Love your sense of excitement, happiness and freedom, keep it up girl.
So these rabbit holes can run a meandering course and I know nothing about the warrens near Kansas City. The internet and resources pages here can likely help you.
Welcome!
I am inexperienced and unwise so I have little to offer but my heartfelt sympathies for your struggles in life, and be excited that you have finally found yourself in a situation where you are ready to begin your journey. Finding a therapist -one experienced with transgenders absolutely preferred- should in my opinion be your top priority. For me it was a great help in making my situation clear, understanding exactly who I wanted to be and how to go about getting there.
A support group may also be a good idea; I am going to my first one tomorrow and am very excited!
Thank you for sharing your story, I hope you'll feel very welcome here and will engage with the rest of us. Learn from us what you can about transitioning, learn about yourself and allow us to learn through you. Best of luck on your beginning journey down 'the rabbits hole' :) .
Hi Estelle :icon_wave:
Welcome to Susan's Place :) Glad to have you here, join on in the fun
Hugs
V M
Thanks everyone. I really wish I had done this earlier but financial issues and personal demons (stupid war thing) kind of kept it on the back burner.

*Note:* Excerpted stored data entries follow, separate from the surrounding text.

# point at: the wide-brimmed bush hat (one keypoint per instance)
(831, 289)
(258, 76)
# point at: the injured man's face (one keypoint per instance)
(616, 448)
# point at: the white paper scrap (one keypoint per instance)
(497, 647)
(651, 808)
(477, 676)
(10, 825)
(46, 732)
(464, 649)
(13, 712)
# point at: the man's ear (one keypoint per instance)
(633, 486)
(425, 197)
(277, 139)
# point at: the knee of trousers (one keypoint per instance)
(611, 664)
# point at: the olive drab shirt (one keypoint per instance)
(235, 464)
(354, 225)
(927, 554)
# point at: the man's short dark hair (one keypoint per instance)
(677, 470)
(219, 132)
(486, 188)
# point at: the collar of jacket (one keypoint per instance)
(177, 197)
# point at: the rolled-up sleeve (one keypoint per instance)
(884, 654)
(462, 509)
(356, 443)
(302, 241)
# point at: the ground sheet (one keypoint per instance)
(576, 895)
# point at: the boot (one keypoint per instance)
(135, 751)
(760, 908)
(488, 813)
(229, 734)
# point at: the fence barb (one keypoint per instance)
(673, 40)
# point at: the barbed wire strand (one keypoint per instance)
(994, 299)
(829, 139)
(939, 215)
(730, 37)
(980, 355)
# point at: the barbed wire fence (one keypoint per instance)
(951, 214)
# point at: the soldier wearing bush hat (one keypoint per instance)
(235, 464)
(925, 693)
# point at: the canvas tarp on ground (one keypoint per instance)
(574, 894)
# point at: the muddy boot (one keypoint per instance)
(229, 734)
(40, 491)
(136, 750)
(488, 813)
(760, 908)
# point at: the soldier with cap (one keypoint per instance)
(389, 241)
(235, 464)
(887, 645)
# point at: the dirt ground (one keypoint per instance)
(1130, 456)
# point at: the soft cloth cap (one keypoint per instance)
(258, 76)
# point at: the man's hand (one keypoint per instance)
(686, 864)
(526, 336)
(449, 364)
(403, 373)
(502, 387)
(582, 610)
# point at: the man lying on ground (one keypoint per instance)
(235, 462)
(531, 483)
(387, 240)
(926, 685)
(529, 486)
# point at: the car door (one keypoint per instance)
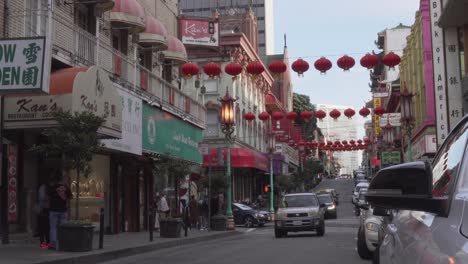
(421, 237)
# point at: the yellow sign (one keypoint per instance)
(377, 103)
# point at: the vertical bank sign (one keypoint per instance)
(199, 32)
(438, 57)
(164, 133)
(22, 65)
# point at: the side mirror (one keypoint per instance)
(381, 212)
(406, 186)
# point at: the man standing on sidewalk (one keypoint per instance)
(60, 195)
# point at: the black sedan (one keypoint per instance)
(245, 215)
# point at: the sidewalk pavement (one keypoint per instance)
(115, 246)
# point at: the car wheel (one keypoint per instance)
(321, 229)
(363, 251)
(248, 221)
(376, 255)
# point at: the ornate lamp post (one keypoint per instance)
(227, 123)
(407, 118)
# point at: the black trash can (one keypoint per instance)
(218, 223)
(170, 227)
(75, 237)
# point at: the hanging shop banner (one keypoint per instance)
(394, 119)
(22, 65)
(91, 90)
(12, 175)
(377, 103)
(131, 125)
(165, 133)
(453, 80)
(199, 32)
(440, 85)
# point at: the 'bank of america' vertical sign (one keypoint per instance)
(452, 66)
(440, 88)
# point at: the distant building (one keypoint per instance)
(340, 129)
(263, 10)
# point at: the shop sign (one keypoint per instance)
(166, 134)
(12, 175)
(391, 158)
(377, 103)
(199, 32)
(394, 119)
(22, 65)
(131, 125)
(440, 88)
(92, 91)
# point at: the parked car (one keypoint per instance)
(245, 215)
(429, 220)
(327, 199)
(299, 212)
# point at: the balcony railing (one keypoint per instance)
(75, 46)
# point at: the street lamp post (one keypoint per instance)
(228, 127)
(407, 118)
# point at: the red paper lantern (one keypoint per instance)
(249, 116)
(379, 111)
(391, 60)
(212, 69)
(345, 62)
(189, 69)
(369, 61)
(323, 64)
(320, 114)
(277, 115)
(233, 69)
(349, 113)
(291, 116)
(364, 112)
(277, 67)
(255, 69)
(263, 116)
(300, 66)
(306, 115)
(335, 114)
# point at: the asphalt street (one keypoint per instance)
(258, 245)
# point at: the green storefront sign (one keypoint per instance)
(391, 158)
(166, 134)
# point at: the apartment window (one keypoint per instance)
(36, 19)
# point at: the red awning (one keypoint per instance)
(240, 158)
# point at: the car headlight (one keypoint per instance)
(372, 227)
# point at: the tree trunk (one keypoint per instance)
(77, 199)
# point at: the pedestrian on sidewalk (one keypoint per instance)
(60, 196)
(194, 212)
(42, 209)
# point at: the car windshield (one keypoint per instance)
(324, 198)
(243, 207)
(299, 201)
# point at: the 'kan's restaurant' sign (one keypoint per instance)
(75, 89)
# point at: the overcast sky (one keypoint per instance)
(334, 28)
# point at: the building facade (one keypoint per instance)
(129, 53)
(339, 130)
(263, 10)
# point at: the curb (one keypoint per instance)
(97, 257)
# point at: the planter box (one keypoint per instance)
(171, 227)
(218, 223)
(75, 238)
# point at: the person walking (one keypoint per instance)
(43, 215)
(60, 196)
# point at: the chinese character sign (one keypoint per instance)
(21, 64)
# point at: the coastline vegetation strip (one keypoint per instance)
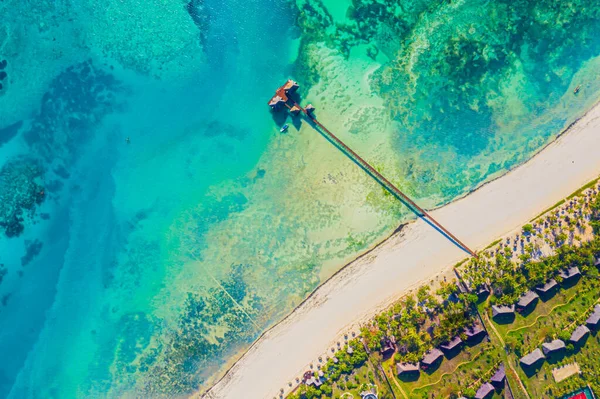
(447, 373)
(423, 323)
(574, 194)
(541, 316)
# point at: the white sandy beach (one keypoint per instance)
(415, 254)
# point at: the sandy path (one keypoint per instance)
(415, 254)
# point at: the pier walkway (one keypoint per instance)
(283, 98)
(391, 188)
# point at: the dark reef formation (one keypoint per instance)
(76, 101)
(188, 357)
(21, 191)
(32, 249)
(199, 14)
(74, 104)
(3, 75)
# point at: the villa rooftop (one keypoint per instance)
(527, 299)
(552, 347)
(594, 319)
(549, 286)
(570, 273)
(532, 358)
(485, 391)
(431, 357)
(499, 375)
(474, 331)
(579, 333)
(502, 310)
(402, 368)
(452, 344)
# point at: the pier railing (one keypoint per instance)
(391, 188)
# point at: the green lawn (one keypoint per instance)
(567, 309)
(365, 377)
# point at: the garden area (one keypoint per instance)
(545, 278)
(461, 375)
(345, 376)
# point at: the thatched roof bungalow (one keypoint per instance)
(485, 391)
(499, 311)
(532, 358)
(553, 347)
(593, 321)
(527, 300)
(570, 274)
(499, 376)
(407, 368)
(452, 345)
(579, 334)
(547, 288)
(431, 357)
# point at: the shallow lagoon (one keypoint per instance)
(148, 266)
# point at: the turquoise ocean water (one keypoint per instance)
(154, 220)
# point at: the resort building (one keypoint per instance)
(485, 391)
(547, 289)
(503, 311)
(579, 335)
(431, 358)
(499, 377)
(554, 347)
(280, 99)
(570, 275)
(527, 300)
(405, 369)
(387, 347)
(483, 291)
(452, 345)
(532, 358)
(475, 332)
(594, 319)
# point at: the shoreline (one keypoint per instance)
(375, 278)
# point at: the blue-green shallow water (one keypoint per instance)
(144, 268)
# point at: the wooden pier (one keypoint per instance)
(282, 98)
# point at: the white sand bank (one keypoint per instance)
(415, 254)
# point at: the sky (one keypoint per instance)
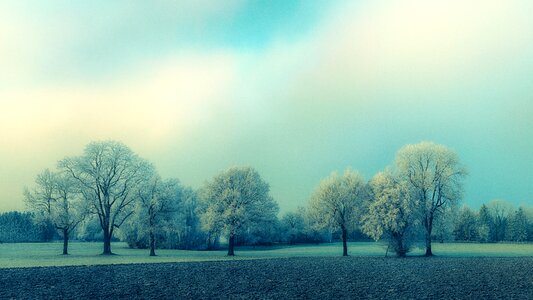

Oh well, I have to deal with a few more gray hairs and slightly less optimal bone structure. I guess that's what hair dye and being careful with fashion is for. But most importantly I'm happy to be able to discuss this with a bunch of other people that grew up feeling just as weird as I did.
Quote from: Dena on February 08, 2017, 01:05:34 AM
Welcome to Susan's Place. The ironies of life. While your parents were doing their thing at the rock concert, I was a few miles south of you in Anaheim in the first year of my RLE. Think it's contagious? Naaahhh, couldn't be. In any case, if you have a personal doctor, you might get a referral. Your insurance company may have a list of in system providers. The other person who transition may be able to recommend somebody and if nothing else, google "Kansas city gender therapist" or "kansas LGBT" and look for a local center.
Thanks Dena. I grew up in Orange County for much of the 1980s, maybe there's something in the water? ;D
The BCBS Massachusetts health plan I have covers an amazing amount of this, but I'm a remote employee working in KC for a Massachusetts company so the "in network, out of network, blah blah blah" kind of thing is more than a bit daunting. I guess I just need to call them up and hope the call center person has a clue.
Hi Estelle
Let me add my welcome to you also. I'm fairly new here. So far I like The Place. I enjoy the stories people share here and enjoyed yours also. I hope you get comfortable and share more of your journey with us.
Jeanette
Welcome, Estelle
I hope you find your fairy-tale ending. I am still waiting for my once upon a time. I think you will find a few friendly ears here.
Good luck!
Estelle,
Another welcome to the site.
I don't think anyone has a corner on dysphoria. You can own it as much as any of us. I didn't know what to call this thing I am till about 2 years ago. I am 50 and tried a lot of coping too.
I am glad to see you looking for a therapist. I think they are soo helpful in the transition process. Not in a telling you what to do next. More in helping you safely explore what to do next. The conclusions need to be all yours.
Thank you for your service time. We have many members here that are vets.
Guess that's all I have to add. I wish you love, acceptance and a smooth journey.